Is there really anything progressive about the call for Maori ownership of the foreshore? In this blog post I argue in favour of nationalising the foreshore, including the foreshore land of rich pakeha, to make it public land, available to all.
It looks like the Government is soon to pass legislation that will vest the ownership of the New Zealand’s foreshore and seabed ‘in the people of New Zealand’, effectively nationalising a resource whose ownership has recently been ambiguous. This move is to avoid the scenario where some iwi may make claims of coastal ownership to the Maori Land Court.
The left in New Zealand has had little to say about this debate, but where it have made pronouncements this has often taken the usual unthinking line of supporting any Maori struggle, regardless of its merits. Peace groups, far-left organisations, and parties like the Greens have come out against government moves to nationalise the foreshore and seabed.
Interestingly, the ACT party also backs the right of Maori to fight for beach ownership in court, saying government proposals amount to ‘property seizure’. ACT has actually been quite sympathetic to Maori claims on the foreshore in so far as they enmesh Maori in claims on the basis of essentially private property rights. ACT sometimes plays for the redneck rural vote, but their urban liberal upper and middle class white vote is also quite happy with the type of Maori claims that help draw some Maori into business and private property thinking. Likewise the Business Roundtable also supports Maori making foreshore claims, arguing that property rights need to be protected and also that Maori should receive just and fair compensation if their property rights are exhausted by the state.
It has to be asked whether the bulk of Maori would actually be any better off with iwi ownership of the foreshore. After all, the call for iwi ownership of the foreshore is not a call for resources to be given to Maori in state houses in Porirua and Wainoni. In fact it is a further corporatisation of land, which is what has happened with Ngai Tahu land ownership in the South Island. Today’s iwi are more like capitalist business enterprises than they are like the iwi of classical Maori society before capitalism. Ngai Tahu, for instance, is the biggest corporate land-owner in the South Island with hundreds of millions of dollars of assets, a chunk of which is milked off by its executives and consultants. Meanwhile, the average Maori income in the South island is about $14,000 per year, and the statistics for Maori continue to worsen (as do those for working class pakeha). There therefore seems no progressive reason why this multi-million dollar outfit should get the foreshore as well to add to their property portfolio.
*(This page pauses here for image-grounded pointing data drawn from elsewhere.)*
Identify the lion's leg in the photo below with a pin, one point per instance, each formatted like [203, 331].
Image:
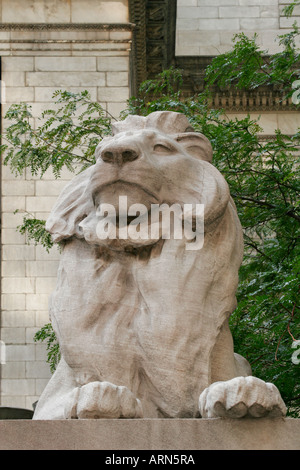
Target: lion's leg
[240, 397]
[233, 392]
[58, 394]
[65, 398]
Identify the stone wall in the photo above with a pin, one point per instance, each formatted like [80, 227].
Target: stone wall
[206, 27]
[47, 46]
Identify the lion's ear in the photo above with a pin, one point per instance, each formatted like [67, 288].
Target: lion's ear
[197, 145]
[73, 205]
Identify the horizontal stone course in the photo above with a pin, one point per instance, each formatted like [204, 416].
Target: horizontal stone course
[152, 434]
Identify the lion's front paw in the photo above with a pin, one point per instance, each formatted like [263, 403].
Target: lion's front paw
[106, 400]
[240, 397]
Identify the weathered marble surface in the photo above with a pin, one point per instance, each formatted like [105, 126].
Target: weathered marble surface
[143, 325]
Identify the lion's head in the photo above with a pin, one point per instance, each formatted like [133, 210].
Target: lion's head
[149, 162]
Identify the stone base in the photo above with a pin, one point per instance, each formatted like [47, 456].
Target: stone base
[151, 434]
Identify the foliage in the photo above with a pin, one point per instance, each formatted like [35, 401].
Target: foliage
[263, 177]
[47, 334]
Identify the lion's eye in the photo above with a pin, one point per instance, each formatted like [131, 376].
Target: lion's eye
[162, 149]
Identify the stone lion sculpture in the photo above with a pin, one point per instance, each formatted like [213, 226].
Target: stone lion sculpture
[143, 323]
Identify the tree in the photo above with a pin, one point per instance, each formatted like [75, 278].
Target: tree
[263, 179]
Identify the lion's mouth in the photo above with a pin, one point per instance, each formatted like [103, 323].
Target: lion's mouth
[135, 193]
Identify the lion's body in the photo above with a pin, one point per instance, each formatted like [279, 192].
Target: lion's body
[155, 319]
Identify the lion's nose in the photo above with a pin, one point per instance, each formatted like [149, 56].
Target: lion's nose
[119, 156]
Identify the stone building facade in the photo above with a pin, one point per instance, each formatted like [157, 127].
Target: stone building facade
[107, 47]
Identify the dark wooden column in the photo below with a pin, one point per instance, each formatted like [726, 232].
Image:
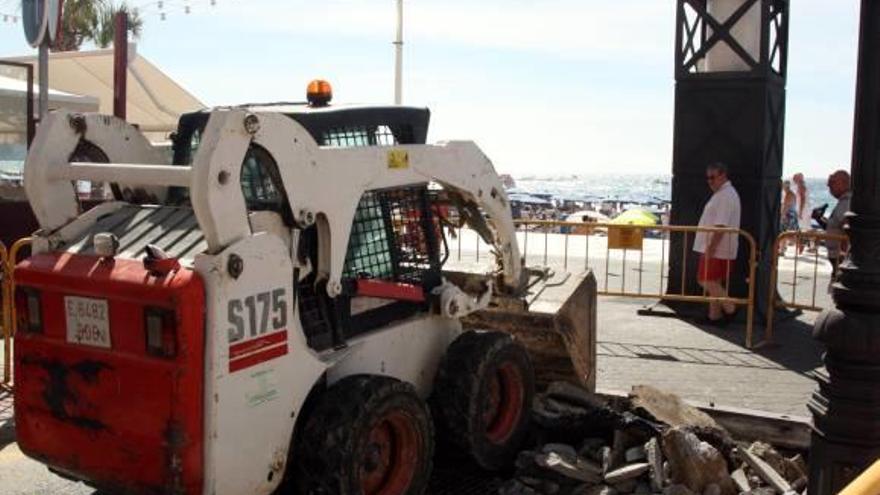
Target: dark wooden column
[846, 405]
[731, 58]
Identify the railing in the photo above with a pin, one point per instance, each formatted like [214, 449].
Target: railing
[607, 248]
[791, 299]
[8, 259]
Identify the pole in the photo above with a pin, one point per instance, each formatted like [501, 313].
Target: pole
[846, 404]
[120, 64]
[398, 56]
[43, 62]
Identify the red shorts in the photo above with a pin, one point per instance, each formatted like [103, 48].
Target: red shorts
[712, 269]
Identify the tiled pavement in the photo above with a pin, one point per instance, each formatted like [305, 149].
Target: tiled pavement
[708, 366]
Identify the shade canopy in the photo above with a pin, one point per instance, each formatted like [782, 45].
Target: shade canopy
[155, 101]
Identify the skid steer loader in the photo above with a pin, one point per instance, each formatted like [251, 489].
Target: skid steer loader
[270, 312]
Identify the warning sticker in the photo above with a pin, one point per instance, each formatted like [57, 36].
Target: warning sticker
[398, 159]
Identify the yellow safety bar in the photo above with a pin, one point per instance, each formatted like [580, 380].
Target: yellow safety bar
[8, 260]
[868, 483]
[775, 299]
[5, 323]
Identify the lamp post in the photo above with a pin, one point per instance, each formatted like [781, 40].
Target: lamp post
[730, 71]
[846, 405]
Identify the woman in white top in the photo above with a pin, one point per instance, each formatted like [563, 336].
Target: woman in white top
[804, 209]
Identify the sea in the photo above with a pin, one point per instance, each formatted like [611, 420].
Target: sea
[627, 188]
[631, 188]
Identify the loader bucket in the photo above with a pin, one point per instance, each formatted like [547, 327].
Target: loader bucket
[555, 319]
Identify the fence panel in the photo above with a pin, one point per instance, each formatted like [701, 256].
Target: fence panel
[807, 287]
[624, 258]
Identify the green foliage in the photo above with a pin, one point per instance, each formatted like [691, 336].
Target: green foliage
[92, 21]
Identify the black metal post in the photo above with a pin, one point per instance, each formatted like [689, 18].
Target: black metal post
[120, 64]
[846, 405]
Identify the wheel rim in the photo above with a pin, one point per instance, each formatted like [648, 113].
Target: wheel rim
[505, 403]
[391, 456]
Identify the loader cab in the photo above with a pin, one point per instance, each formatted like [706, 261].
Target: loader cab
[396, 249]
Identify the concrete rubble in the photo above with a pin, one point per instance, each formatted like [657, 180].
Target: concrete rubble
[650, 443]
Nationalisation, by contrast, could ensure that no private interests - domestic or foreign, pakeha or Maori – can section it off as their own property. Within this, it would be quite possible to protect Maori customary access for food-gathering etc. In fact the most practical way to ensure customary access for Maori is to make sure such resources stay out of private hands, including that of any iwi which might commercialise such property. The foreshore should be common land, which means national ownership, with full rights of access to everyone.
What has been evident in this debate is Labour’s cynicism. They encouraged people to think there was a chance of iwi ownership of the foreshore, then snatched it away, after a ‘consultation process’, which was actually a sham as Labour was never going to hand the foreshore over anyway. This kind of cynical manoeuvring actually helps deepen racialised divisions.
In supporting nationalisation, the left also needs to highlight the hypocrisy of the National Party, with its ‘one standard of citizenship for all’. Such slogans might be a good idea, but the parties of the right have no intention of implementing such standards. To highlight this, we should call for any nationalisation of the foreshore to extend to individual private (pakeha) owned parts of the foreshore and beaches – which is a move that National and the other parties of the right would never support. Furthermore, the left also needs to challenge the right of property owners to block access to all beaches and waterways. A recent land access report showed that at least 30 percent of land adjoining water is in private ownership. The Queen’s chain is therefore a myth, and in fact during the mid-1990s the last National Government attempted to erode the Queen’s chain even further.
The call for land nationalisation is useful in that it raises issues of socialism, working class unity against racism and economic exploitation and also allows the left to turn their fire on big private landowners rather than on Maori. Genuine radicals should be working to improve the social statistics of Maori and organise the redistribution of resources on the basis of need, not on the basis of what an elite layer of Maori and pakeha want for themselves.